Fast ohne Ausnahme haben die überregionalen und regionalen Tageszeitungen und Wochenzeitschriften die römische Erklärung bzw. die damit gegebene Intervention scharf kritisiert:
Die römische Intervention zeige eine "brüske Haltung" und sei ein "kaltes Nein" gegenüber dem Wunsch der wiederverheirateten Katholiken nach Kommunion, "in der Eiszeit" verharrend, gehe die "mütterliche Kirche knallhart zur Sache"; der Papst weise Trostsuchende rüde vom Tisch", die Entscheidung gehe "an der Not vieler Menschen vorbei"; sei "absurd", stoße vor den Kopf und löse "Enttäuschung und Bitterkeit" bei den Betroffenen aus, sei ein "Schlag gegen die christliche Nächstenliebe" und eine "Brüskierung der Betroffenen", die Haltung der Kirche sei "inhuman" und widerspreche der christlichen Tradition; es müsse wie "Hohn und Heuchelei" klingen, wenn "sakramentaler Trost verweigert" werden solle; dies sei "Zynismus gegenüber den Betroffenen", es gehe um eine "Lehre, welche die Konflikte der Menschen ignoriert‑; der Vatikan befinde sich "im Ghetto seiner rigorosen Moral" und kenne "kein Pardon, wenn es um die reine Lehre geht", Prinzipien seien wichtiger als das Schicksal und die Not von Menschen; der konkrete Mensch bleibe außer acht, und es bestünde die Gefahr, dass die zum Heil der Menschen bestellte Kirche in ihrem Theoriegebäude von den wirklichen Problemen der Menschen nichts mitbekomme; die oberrheinischen Bischöfe hätten als "Seelsorger gehandelt, nicht als Kirchenrechtler"; sie hätten versucht, "humane Wege aus doktrinärer Sackgasse" zu zeigen; den Bischöfen gehe es um "Gerechtigkeit und Barmherzigkeit", sie seien der "komplexen Wirklichkeit ihrer Kirche allemal näher".

Gelegentlich wird die Hoffnung geäußert, dass das Gespräch dennoch weitergeht; ein Kommentator schließt seinen Beitrag:
"Es wäre zu wünschen, dass nun tatsächlich die theologische Fragestellung auch theologisch diskutiert wird.

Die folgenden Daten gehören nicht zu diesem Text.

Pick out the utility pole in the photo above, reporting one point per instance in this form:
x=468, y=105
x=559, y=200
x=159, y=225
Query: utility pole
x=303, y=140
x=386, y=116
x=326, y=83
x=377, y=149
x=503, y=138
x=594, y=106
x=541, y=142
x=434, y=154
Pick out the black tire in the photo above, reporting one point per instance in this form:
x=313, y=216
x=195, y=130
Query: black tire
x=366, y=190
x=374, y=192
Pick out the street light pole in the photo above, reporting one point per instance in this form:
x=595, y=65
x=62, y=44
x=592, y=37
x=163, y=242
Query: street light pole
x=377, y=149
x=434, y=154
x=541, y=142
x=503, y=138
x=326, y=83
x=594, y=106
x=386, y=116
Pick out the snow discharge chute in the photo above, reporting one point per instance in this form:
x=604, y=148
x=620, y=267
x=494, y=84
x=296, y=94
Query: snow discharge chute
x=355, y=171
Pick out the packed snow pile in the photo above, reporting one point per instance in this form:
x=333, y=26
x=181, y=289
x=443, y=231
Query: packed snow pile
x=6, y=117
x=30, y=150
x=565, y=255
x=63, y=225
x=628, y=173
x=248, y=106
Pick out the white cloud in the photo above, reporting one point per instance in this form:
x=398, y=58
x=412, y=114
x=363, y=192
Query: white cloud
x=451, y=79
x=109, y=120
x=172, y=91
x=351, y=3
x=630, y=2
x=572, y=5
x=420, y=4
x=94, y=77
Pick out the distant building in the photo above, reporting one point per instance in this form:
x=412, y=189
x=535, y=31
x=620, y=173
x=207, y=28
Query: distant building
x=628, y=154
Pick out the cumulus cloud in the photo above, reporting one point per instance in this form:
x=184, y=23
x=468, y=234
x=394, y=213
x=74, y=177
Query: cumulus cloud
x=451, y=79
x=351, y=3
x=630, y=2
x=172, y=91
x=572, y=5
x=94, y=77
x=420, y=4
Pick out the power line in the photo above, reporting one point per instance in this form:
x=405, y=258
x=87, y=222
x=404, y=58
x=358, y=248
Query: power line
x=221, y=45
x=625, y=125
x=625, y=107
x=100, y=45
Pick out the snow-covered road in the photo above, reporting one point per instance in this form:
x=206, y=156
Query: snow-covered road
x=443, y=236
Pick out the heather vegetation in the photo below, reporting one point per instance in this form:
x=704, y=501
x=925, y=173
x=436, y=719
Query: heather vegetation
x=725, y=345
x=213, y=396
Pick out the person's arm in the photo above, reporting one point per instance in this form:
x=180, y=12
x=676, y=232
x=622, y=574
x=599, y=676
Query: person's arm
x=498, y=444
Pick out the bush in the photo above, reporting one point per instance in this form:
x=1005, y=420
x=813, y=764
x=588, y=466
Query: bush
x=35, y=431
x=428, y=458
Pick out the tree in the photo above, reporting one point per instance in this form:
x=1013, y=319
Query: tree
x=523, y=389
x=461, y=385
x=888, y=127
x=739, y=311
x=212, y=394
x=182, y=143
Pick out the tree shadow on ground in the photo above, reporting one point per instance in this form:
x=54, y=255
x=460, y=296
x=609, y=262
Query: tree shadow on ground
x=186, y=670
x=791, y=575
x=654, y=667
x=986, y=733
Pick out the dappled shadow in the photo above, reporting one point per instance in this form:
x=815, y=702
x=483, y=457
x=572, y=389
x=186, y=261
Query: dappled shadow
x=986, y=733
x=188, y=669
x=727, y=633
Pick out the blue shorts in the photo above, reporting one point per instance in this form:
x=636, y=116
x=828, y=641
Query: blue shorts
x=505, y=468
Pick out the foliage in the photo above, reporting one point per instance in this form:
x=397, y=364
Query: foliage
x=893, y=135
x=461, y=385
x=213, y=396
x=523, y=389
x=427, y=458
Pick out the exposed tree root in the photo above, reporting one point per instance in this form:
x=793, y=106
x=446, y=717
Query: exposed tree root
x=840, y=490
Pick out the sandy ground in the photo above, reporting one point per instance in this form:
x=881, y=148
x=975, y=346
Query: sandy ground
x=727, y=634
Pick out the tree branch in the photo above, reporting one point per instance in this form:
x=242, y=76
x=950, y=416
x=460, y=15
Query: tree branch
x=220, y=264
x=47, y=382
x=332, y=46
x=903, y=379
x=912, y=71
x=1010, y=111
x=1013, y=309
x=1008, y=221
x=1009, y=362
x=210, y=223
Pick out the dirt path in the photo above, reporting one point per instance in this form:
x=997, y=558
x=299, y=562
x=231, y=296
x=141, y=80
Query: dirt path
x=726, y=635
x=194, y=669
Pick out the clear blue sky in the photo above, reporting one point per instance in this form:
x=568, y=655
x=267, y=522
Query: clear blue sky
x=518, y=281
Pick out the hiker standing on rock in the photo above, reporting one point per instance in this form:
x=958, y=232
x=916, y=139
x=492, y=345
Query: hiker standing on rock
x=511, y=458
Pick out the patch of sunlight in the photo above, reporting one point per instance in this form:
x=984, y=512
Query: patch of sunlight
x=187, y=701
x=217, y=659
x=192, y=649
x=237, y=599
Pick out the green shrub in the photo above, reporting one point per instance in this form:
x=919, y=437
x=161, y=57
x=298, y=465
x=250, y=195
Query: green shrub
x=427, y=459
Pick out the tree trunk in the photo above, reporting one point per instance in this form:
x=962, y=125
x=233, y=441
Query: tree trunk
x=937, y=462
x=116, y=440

Immerhin lässt der Umstand hoffen, dass Rom diesmal kein Denkverbot ausgesprochen hat."
Wenn man die Kommentare als eine echte An‑Frage an die Kirche verstehen will, so lassen sich folgende Fragen herauskristallisieren:
Geht Kirche barmherzig auf die Not der betroffenen Menschen ein? Wird sie der konkreten und komplexen Situation einzelner Menschen gerecht? Was ist das leitende Prinzip kirchlichen Handelns: Prinzipientreue oder Gerechtigkeit und Barmherzigkeit? Gibt es einen Ausgleich zwischen Kirchenrecht und Seelsorge? Was die inhaltliche Auseinandersetzung mit den zentralen theologischen Fragepunkten betrifft, so lässt sich konstatieren, dass diese sich in der Regel auf die Darlegungen der oberrheinischen Bischöfe in ihrem "Begleitschreiben" (zum römischen Dokument) stützen und ähnliche Problernfelder benennen. Es geht um die Frage der Vermittlung normativer Prinzipien mit der faktischen Lebensrealität der Menschen.
"Erzbischof Saier, Bischof Lehmann und Bischof Kasper hatten nämlich das verwirklicht, was die römische Kirche seit Jahrhunderten zu eigenem und der Menschen Nutzen praktiziert: Fest im Prinzipiellen, mild im Persönlichen, in der Seelsorge ... Wenig hilfreich ist dieses Schreiben der Glaubenskongregation; viel hilfreicher, dass die deutschen Bischöfe mutig zu ihrem Versuch stehen, für den Menschen von heute die Moralprinzipien der Kirche begreifbar und zugleich im Leben anwendbar zu machen" (H.‑J. Fischer, FAZ).
Es geht um die Frage des persönlichen Gewissens gegenüber kirchlichen Normen und Rechtsordnungen:
"Es geht um die Rettung des eigenständigen Gewissens vor dem universalen Diktat der Norm ... In der kürzlich erschienenen Moralenzyklika Glanz der Wahrheit' wird es noch einmal deutlich: Dem Papst und der Kurie zufolge hat das Gewissen lediglich die Aufgabe, die allgemeingültigen' Normen Punkt für Punkt und Komma für Komma in praktisches Handeln zu übersetzen. Abweichungen von der Position des Lehramts sind verboten. Dabei bleiben die jeweilige Einzelsituation, die Brüche in menschlichen Lebensläufen, kurz: der konkrete Mensch, außer acht. Es bleiben aber auch außer acht die breiten Ströme in der katholischen Lehrtradition, die ‑‑ unter voller Respektierung der Notwendigkeit von Normen an sich die schöpferische' Dimension des gleichwohl verantwortungsvollen Gewissens bei der praktischen Umsetzung dieser Normen und der Gestaltung des Lebens hervorheben" (P. Kreiner, Stuttgarter Zeitung).
Es geht um die Frage der Barmherzigkeit als Anwendungsprinzip von Rechtsordnungen und Normen:
"Natürlich: In der grundsätzlichen Frage der Lehre gibt es keinen Dissens; denn auch die drei südwestdeutschen Bischöfe haben am Prinzip der Unauflöslichkeit der Ehe nicht gerüttelt. Der Gegensatz liegt im Seelsorgerlichen. Lehmann, Saier und Kasper geht es um Gerechtigkeit und Barmherzigkeit‑ (G. Facius, Die Welt).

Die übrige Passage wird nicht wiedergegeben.